Validation of FLT uptake as a measure of thymidine kinase-1 activity in A549 carcinoma cells.

UNLABELLED: The thymidine analog (18)F-3'-deoxy-3' -fluorothymidine (FLT) is being used clinically for PET imaging of tumor proliferation. Appropriate use of this tracer requires validating the mechanisms by which it accumulates in dividing cells. We tested the accuracy with which FLT uptake predicted the activity of cytosolic thymidine kinase-1 (TK(1)), an enzyme that is upregulated before and during DNA synthesis. METHODS: Cultured A549 human lung carcinoma cells were manipulated to a range of proliferation rates from actively dividing to growth arrested. Uptake of radiolabeled FLT was compared with cell cycle activity, which was expressed as the percentage of cells in S phase, and with activity of cytosolic TK(1). We also compared uptake of FLT and deoxyglucose. We genetically manipulated A549 cells by transfecting them with human papillomavirus type 16 E6 (designated A549-E6) to abrogate function of the tumor suppressor gene, p53. Although radiation typically inhibits progression of mammalian cells through the cell cycle, abrogation of p53 function eliminates this inhibition. We then compared FLT uptake with the percentage of cells in S phase and TK(1) activity in irradiated A549-E6 cells and in irradiated control cells having normal p53 function and the expected radiation-induced growth delay. RESULTS: A549 cells with only 3%-5% cells in S phase took up little FLT and had low levels of TK(1) activity. When cells were stimulated to grow by being placed into fresh medium, we observed a strong correlation between increased FLT uptake and increased TK(1) activity. As expected, FLT uptake varied much more as a function of growth than did uptake of deoxyglucose.

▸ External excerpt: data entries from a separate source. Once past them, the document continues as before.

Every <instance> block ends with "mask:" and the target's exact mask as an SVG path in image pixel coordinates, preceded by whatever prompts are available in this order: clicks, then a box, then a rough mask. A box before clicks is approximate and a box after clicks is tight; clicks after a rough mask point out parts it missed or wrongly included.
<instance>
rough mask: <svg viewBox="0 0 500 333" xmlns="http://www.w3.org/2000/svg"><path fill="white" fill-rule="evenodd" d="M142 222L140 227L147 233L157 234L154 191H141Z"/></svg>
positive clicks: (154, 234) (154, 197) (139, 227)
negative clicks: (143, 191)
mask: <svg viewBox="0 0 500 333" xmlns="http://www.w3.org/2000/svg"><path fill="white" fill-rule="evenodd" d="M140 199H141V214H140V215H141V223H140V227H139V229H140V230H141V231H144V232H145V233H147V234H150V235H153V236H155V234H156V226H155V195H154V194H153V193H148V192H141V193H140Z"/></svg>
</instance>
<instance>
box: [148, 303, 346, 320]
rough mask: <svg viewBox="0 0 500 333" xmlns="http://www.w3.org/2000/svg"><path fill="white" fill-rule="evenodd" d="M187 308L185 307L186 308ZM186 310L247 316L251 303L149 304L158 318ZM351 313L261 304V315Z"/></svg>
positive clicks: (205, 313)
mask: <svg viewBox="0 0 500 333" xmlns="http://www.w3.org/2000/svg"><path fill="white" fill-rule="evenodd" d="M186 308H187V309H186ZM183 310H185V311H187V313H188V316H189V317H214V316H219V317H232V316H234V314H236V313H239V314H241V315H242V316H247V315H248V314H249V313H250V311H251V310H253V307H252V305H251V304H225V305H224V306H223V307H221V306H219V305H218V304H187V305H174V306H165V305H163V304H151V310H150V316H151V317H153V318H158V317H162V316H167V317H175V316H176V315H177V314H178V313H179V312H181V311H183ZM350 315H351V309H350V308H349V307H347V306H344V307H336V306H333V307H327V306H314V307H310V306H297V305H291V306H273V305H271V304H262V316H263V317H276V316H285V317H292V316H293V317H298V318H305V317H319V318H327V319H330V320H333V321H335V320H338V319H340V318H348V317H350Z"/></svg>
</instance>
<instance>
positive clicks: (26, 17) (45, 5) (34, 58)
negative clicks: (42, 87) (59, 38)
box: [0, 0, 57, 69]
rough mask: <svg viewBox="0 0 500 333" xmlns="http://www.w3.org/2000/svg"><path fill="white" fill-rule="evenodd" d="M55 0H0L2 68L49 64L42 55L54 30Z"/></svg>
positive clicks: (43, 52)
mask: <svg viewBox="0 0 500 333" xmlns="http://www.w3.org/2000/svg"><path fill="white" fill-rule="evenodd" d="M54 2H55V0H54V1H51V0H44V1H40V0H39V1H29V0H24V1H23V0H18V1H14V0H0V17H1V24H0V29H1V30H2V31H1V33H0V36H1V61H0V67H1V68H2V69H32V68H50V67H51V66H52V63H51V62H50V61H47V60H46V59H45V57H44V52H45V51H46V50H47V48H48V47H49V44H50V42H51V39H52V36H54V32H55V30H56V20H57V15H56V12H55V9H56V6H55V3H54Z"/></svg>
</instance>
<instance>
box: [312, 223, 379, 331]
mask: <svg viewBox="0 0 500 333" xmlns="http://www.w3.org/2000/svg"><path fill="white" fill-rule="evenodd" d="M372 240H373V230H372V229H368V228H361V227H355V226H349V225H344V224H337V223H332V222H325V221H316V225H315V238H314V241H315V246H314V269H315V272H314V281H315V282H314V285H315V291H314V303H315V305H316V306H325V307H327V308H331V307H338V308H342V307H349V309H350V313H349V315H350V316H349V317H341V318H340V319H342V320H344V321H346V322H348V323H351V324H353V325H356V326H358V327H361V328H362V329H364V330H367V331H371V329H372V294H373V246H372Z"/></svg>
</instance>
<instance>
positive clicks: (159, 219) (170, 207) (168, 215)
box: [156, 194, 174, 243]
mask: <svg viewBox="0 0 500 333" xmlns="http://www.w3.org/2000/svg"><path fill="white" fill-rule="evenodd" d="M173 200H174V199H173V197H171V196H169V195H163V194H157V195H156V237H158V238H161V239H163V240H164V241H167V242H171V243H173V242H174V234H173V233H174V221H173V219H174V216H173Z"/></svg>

Nonproliferating A549 cells did not enter the cell cycle if they were irradiated before being placed into fresh medium, and they did not accumulate FLT or show elevated TK(1) activity. In contrast, radiation did not inhibit the cell cycle progression of A549-E6 cells. When subcultured, they began to grow and showed increased uptake of FLT commensurate with greater TK(1) activity. CONCLUSION: In cultured A549 cells FLT uptake is positively correlated with cell growth and TK(1) activity. Inhibition of cell cycle progression prevents FLT uptake and increased TK(1) activity. These results suggest that FLT images reflect TK(1) activity and the percentage of cells in S phase.